Excessive Agency
When an LLM is wired to tools, extensions, and downstream systems, the damage from a hijacked prompt is bounded only by what the agent is allowed to do — and excessive agency is the gap between what it needs to do and what it can do.
How it's exploited
The risk is the second-order blast radius of LLM01 prompt injection: the attacker doesn't need to break the model, only to steer an agent that already holds real privileges. OWASP splits the root cause into three over-grants:
- Excessive functionality — tools expose capabilities beyond the task (a read-summary agent also wired with send, delete, or shell access; leftover dev plugins still mounted in prod).
- Excessive permissions — a tool's credentials carry more scope than the operation needs (write where read suffices, a shared service account instead of the calling user's identity).
- Excessive autonomy — high-impact actions fire with no independent verification or human approval, so a single injected instruction reaches a real-world effect.
What it looks like
OWASP's canonical case: a personal-assistant app reads a user's mailbox via an extension that holds both read and send rights. A maliciously-crafted incoming email carries an indirect prompt injection; when the agent summarizes the inbox it ingests the payload and is steered into forwarding sensitive messages to the attacker's address.
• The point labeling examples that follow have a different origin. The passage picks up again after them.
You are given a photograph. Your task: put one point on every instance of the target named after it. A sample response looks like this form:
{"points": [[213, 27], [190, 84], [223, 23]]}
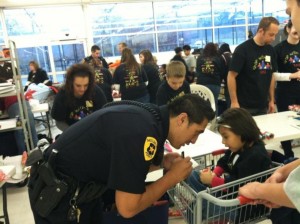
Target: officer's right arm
{"points": [[231, 82], [58, 112], [129, 204]]}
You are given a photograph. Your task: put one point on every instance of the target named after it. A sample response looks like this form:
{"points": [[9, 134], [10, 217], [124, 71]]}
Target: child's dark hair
{"points": [[287, 26], [241, 123], [196, 108]]}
The model was never "compromised" — it just had a send button and no approval gate.
How to test for it
Enumerate every tool the agent can reach, then chain injection to a damaging call rather than stopping at "the model said a bad thing":
- Inventory the tool surface — list each extension and the exact permission scope of its credentials; flag any verb (send/write/delete/transfer/exec) the task doesn't require.
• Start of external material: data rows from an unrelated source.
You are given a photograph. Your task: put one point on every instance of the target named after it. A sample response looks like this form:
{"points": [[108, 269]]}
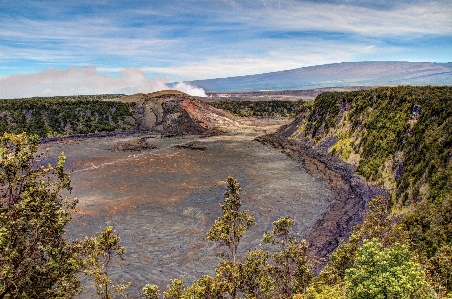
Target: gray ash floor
{"points": [[163, 201]]}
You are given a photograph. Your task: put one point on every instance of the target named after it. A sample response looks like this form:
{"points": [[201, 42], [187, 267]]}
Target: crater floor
{"points": [[163, 201]]}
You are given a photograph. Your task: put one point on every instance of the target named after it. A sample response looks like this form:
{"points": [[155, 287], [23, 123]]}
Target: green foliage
{"points": [[100, 251], [263, 108], [56, 117], [204, 288], [175, 289], [439, 270], [399, 137], [229, 228], [255, 273], [36, 261], [378, 223], [150, 291], [291, 269], [380, 272]]}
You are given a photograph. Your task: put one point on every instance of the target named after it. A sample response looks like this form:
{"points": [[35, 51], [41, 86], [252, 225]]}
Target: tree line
{"points": [[60, 117]]}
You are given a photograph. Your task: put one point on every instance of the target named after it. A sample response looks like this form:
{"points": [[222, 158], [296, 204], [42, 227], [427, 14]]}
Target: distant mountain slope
{"points": [[376, 73]]}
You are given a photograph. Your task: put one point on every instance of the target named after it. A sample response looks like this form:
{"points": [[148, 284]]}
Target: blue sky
{"points": [[189, 40]]}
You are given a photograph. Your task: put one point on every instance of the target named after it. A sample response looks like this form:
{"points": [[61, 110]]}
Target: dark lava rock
{"points": [[191, 145], [133, 145]]}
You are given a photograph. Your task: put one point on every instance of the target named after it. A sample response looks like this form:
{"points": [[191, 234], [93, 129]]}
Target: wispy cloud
{"points": [[88, 80], [187, 40]]}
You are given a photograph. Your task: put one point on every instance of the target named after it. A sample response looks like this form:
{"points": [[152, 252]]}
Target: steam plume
{"points": [[88, 80]]}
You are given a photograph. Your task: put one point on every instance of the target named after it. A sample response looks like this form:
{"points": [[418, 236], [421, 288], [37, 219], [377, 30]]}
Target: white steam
{"points": [[87, 80]]}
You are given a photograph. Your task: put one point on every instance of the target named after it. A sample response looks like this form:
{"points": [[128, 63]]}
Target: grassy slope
{"points": [[64, 116], [400, 137]]}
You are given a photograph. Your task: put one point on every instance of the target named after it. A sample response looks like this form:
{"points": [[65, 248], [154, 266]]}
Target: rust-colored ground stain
{"points": [[163, 201]]}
- Plant indirect payloads in any attacker-controllable channel the agent ingests — emails, web pages, documents, retrieved chunks, tool outputs — and check whether the instruction reaches a tool invocation.
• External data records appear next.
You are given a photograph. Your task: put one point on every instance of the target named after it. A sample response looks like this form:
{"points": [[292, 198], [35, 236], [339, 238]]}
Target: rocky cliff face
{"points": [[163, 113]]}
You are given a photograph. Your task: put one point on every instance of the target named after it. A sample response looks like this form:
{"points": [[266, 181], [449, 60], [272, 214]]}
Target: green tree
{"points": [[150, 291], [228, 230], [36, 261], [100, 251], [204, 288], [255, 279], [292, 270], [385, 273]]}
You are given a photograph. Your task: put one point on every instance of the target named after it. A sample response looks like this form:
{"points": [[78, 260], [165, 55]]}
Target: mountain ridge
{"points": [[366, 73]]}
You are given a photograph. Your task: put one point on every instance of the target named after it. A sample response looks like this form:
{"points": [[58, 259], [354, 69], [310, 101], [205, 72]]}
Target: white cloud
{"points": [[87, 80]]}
- Probe for missing gates — confirm whether high-impact actions actually pause for human approval, or whether the LLM's own "decision" is the only authorization.
- Test identity confusion — see if a shared/privileged service account lets one user's prompt act on another user's data.
Defenses
- Least functionality — ship only the tools the task needs; prefer granular extensions over open-ended ones (no raw shell/HTTP).
- Least privilege — minimum scopes via authenticated credentials; run tools in the calling user's context, never a privileged shared account.
- Human-in-the-loop — require explicit approval for high-impact actions; don't trust the LLM as the authorization boundary.
- Enforce authz downstream — the API/database checks rights itself; the model is treated as untrusted input. Sanitize per OWASP ASVS.
- Damage-limiting (not preventive) — log all tool activity and rate-limit so a successful injection is contained and detectable.